What's the Connection between Sleep & Digestion?

This comes from my March 2010 newsletter.  

Sleep & Digestion

It makes sense that digestive disturbances, such as heartburn, indigestion, and nausea, can disrupt healthy sleep patterns.  But did you know that the amount and quality of your sleep can also affect your digestion?   In fact, studies have shown that many patients with Irritable Bowel Syndrome and "sensitive stomachs" experience increased symptoms the morning after a restless night.

Why?  In part it's because digestion, absorption, and assimilation of our food is a process that requires a great deal of energy.  Adequate, restful sleep ensures that your digestive organs have time for rest and repair.   Lack of sleep also makes us more susceptible to getting caught up in stressful thoughts, which can trigger or worsen digestive symptoms.  

What can you do?  The best way to break the cycle is to resolve or reduce the underlying issues that are causing the sleep disturbances, such as heartburn, nausea, anxiety, or stress.

5 Steps to Better Sleep

Just like digestion, sleeping habits vary from person to person.  Not all of these tips will work for everyone, so choose the ones that resonate with you.

  1. Skip the Midnight Snack: Digestion requires a great deal of energy.  If bedtime rolls around and your body is still working hard to digest your food, sleep is often compromised.  Avoid higher-fat and higher-fiber foods in the evening and give yourself at least 2 hours between eating and laying down.

  2. Balance Your Blood Sugar: You know that caffeine can interfere with sleep, but did you know that sugar can do the same?  For those with irregular digestion, nocturnal hypoglycemia (low blood sugar that occurs during the night) can contribute to disrupted sleep.  To prevent swings in blood sugar, eat small, well-balanced meals every few hours and reduce concentrated sweets, like soda and candy.

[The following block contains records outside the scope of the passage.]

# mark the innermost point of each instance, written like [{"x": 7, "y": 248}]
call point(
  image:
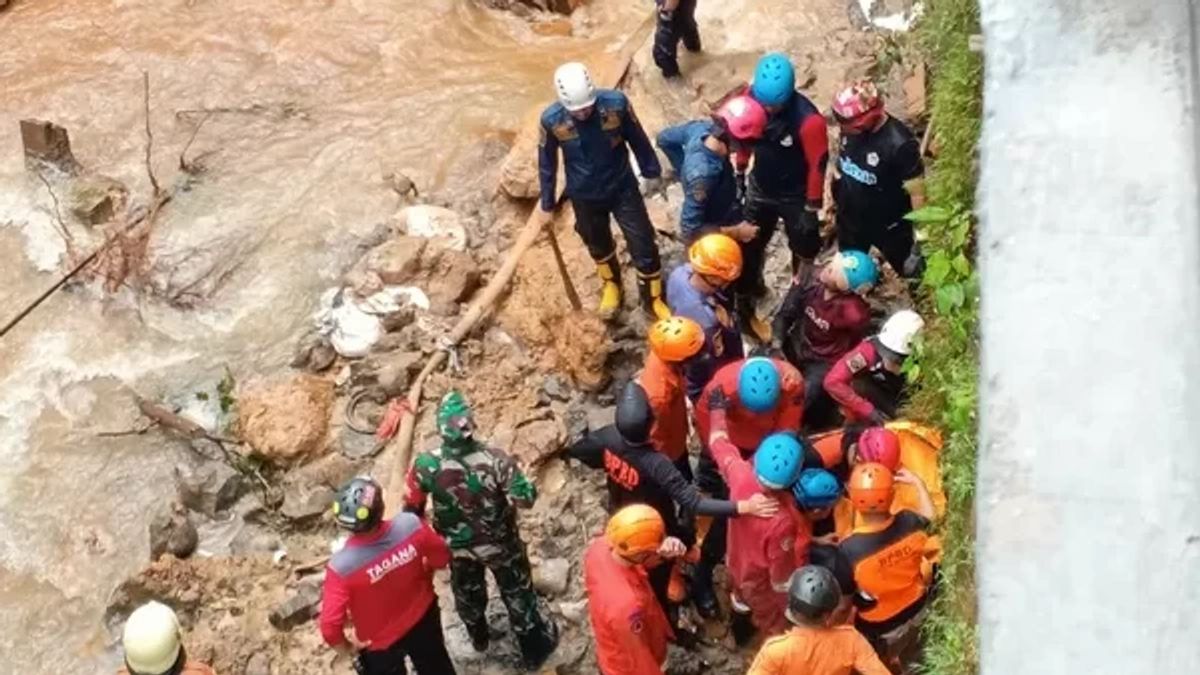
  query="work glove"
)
[
  {"x": 652, "y": 186},
  {"x": 718, "y": 400}
]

  3. Have a Cup of Tea: For many, chamomile tea offers a mild sedative effect, reducing feelings of anxiety and promoting sleep.  It has also been shown to reduce nausea and indigestion.  Note: those with ragweed allergies should not consume chamomile.

  4. Take Time to Unwind: Getting caught up in stressful thinking can play a significant role in both insomnia and digestive problems.  Make it a point to do something relaxing before bed, such as gentle yoga, reading, journaling, or taking a warm bath.  (If you find that a busy mind consistently interferes with your sleep, you might check out a program like the Little School of Big Change, which is designed to help you overcome anxiety… but has actually changed my entire experience gastroparesis!)

  5. Prop Up or Roll Over: Reflux keeping you awake?  Raise the head of your bed about six inches using blocks or risers. Sleeping on the left side has also been found to reduce heartburn and support overall digestion.  Attention stomach sleepers:  that's considered the worst position for digestion.